I don’t recall the first time I heard Blackwater, but I loved the Doobies and all their other stuff. For some reason, I came to associate the song with the trip to Florida. I remember driving through the night and waking up as we entered Mobile, Alabama. We had never been in Alabama before, and since our family travelled extensively, it was an event for mild celebration. Since our route took us near the port of Mobile, I remember the lights on the port cranes, and the salty smell of the Gulf of Mexico wafting through the open windows of the car as we sped along, ever South and East. I remember the moss hanging from the  trees, and the air plants growing  off the sides of the trees. We were really surprised that the interior of Florida was filled with pine trees and farms with grassland for livestock … I guess we expected palm trees or swamps… so we felt at home by the sight of western boots, hats, and belt buckles. All those began to disappear as we neared the coast, to be replaced by boat shoes, brightly colored floppy hats, and the sun-reddened, peeling skin of the tourist crowd.

I remember becoming part of the tourist crowd. Except my usual attire while in Kansas wasn’t western, but that of a small town jock, trying desperately to look like the athletes I saw on TV or in Sports Illustrated. On a trip to Busch Gardens in Tampa, I purchased a nylon mesh athletic shirt with my favorite number and name ironed on the back. Please understand, the shirt wasn’t the nylon too-wide-mesh-too-redneck-for-my-own-or-anybody-else’s-good-you-wanna-see-my-pecs shirt. Nope! It was small-hole-mesh. Tear-away jerseys were the trend in major college football at the time, and I mistakenly believe my new shirt was made of the same material. I also bought a white cotton visor. The trip to Busch Gardens and a trip on a boat into the Gulf, gave me the trite sunburn. But, I felt cool.

When we returned home, I remember riding my bike up to a little doughnut shop on main street… or at least I THINK it was a doughnut shop………. Actually, I don’t really remember what they sold… and whatever it was, it must not have been much, because it went out of business within a short period of time. What I DO remember, however, was that the shop had a couple pinball machines, a foosball machine, and a juke box with Blackwater on it. We would come in and just hang out there…… Oh… maybe THAT’S why they went out of business….. Anyway, I remember walking into that shop with my cool shirt, cool visor, tan-that-was-soon-to-begin-peeling, and shaggy blond hair coming out the top and sides of the visor. I was a seasoned, urbane world traveller, returning to the… “sniff”… sticks. To remind myself of the beach, and water, and sun, and bikinis, but also of the freedom of the road, and the pine trees, and moss-laced trees, and steel, light-topped cranes in the harbor blinking their presence to the blackened sky, I would put a quarter in the juke box, and play the Doobies…

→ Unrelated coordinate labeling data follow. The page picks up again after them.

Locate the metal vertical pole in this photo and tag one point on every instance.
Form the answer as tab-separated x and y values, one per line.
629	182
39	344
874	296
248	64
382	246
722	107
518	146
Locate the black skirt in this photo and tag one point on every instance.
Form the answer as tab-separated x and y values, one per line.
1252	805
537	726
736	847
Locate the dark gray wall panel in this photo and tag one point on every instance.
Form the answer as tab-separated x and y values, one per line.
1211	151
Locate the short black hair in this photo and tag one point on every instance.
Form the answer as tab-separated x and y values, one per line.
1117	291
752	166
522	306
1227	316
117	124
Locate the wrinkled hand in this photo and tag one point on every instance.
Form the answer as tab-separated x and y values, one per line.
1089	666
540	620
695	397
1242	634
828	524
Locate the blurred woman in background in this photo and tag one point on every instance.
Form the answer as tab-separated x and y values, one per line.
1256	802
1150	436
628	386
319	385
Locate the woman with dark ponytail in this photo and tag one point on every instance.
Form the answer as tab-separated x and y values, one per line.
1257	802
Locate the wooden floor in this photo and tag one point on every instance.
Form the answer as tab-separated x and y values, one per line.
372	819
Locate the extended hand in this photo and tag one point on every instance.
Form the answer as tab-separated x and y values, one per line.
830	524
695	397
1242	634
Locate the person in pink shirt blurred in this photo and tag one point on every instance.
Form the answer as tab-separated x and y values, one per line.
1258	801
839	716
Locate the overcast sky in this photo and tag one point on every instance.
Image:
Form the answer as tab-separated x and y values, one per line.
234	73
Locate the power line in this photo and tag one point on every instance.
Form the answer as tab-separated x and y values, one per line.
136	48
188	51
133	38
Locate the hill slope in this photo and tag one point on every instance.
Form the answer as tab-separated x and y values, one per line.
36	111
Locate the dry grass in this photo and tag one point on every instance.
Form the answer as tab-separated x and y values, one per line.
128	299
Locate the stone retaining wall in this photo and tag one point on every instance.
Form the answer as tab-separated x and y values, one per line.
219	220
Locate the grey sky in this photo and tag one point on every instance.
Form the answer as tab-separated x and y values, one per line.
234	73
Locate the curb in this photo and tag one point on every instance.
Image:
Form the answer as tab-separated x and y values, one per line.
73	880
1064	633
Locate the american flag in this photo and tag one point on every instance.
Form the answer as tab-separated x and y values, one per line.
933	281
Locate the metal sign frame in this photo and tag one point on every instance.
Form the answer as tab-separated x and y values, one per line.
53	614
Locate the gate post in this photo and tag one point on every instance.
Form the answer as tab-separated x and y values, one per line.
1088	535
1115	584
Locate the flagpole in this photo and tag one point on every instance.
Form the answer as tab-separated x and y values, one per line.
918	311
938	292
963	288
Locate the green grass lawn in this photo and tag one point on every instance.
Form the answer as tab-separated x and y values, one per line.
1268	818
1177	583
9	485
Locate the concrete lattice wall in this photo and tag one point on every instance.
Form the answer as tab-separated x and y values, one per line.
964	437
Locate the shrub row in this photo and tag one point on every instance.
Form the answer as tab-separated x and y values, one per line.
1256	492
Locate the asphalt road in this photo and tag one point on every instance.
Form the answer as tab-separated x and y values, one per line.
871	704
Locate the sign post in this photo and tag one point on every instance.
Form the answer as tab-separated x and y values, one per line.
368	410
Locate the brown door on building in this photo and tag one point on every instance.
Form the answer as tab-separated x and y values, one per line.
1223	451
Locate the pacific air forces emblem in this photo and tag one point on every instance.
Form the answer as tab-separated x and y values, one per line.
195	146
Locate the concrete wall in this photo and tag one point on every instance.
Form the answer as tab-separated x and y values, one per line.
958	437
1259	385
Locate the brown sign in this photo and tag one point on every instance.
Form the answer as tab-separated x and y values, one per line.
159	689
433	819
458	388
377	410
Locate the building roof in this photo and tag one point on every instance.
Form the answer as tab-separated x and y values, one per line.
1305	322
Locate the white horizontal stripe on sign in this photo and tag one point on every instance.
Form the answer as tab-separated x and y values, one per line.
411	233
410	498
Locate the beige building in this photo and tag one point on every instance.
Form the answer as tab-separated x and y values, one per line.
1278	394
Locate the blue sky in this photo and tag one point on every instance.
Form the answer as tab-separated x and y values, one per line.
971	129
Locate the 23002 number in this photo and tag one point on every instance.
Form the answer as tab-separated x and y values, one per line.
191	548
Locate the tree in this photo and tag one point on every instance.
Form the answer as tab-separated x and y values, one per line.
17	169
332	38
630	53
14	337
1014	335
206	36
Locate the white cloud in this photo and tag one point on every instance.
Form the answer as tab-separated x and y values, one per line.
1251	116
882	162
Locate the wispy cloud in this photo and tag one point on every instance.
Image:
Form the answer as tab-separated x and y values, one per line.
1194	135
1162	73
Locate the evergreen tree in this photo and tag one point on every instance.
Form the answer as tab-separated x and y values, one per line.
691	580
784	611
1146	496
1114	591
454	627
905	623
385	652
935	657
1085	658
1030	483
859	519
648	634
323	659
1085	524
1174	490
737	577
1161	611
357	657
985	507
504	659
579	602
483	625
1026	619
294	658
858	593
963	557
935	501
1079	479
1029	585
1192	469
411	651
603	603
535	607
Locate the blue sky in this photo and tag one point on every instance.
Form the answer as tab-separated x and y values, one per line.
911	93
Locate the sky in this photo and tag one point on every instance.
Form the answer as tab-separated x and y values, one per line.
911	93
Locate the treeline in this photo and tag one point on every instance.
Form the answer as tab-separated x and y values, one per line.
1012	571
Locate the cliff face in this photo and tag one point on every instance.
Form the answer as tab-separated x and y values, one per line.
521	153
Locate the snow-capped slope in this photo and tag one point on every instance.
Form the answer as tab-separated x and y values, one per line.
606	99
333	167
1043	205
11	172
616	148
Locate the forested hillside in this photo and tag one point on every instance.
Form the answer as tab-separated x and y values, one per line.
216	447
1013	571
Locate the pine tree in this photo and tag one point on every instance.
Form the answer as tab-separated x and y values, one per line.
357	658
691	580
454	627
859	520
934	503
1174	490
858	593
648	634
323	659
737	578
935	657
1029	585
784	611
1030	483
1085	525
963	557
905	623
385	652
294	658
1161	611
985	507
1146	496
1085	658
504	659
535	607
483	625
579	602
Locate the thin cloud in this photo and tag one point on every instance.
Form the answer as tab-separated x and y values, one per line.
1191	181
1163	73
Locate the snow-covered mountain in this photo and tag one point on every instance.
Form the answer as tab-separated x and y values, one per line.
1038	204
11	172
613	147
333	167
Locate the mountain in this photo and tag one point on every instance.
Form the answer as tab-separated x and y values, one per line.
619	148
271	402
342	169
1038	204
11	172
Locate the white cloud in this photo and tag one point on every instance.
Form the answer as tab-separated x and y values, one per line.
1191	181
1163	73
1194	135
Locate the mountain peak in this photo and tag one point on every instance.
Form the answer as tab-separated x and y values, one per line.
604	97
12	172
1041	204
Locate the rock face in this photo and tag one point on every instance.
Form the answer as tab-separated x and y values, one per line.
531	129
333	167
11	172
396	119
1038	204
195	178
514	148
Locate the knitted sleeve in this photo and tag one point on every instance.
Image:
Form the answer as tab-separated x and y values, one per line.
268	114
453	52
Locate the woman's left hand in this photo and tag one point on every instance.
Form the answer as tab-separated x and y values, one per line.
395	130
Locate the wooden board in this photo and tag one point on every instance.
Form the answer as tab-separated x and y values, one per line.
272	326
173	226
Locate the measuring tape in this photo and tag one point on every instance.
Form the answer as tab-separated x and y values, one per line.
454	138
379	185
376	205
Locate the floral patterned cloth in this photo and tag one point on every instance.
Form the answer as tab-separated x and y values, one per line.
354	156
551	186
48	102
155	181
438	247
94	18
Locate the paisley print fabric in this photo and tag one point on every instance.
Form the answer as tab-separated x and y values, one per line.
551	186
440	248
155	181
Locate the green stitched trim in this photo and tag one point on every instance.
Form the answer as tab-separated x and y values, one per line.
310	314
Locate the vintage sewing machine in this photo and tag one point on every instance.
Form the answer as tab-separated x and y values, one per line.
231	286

Since then, Blackwater has returned me to the simplicity of  life left somewhere along the way. The smell of the sun tan lotion and salty spray  still whisper to me to return, but more to the point is a return to the enjoyment of life where I am. I hear the wind chimes in the beginning of the song, and tell myself, “Ok…relax… take in the beauty around you…. It’s there, but you have to slow down to see it.

Deep breath, now…

Keep on rollin’….

Keep on shinin’…

…ain’t got no worries….

…ain’t in no hurry…

…at all…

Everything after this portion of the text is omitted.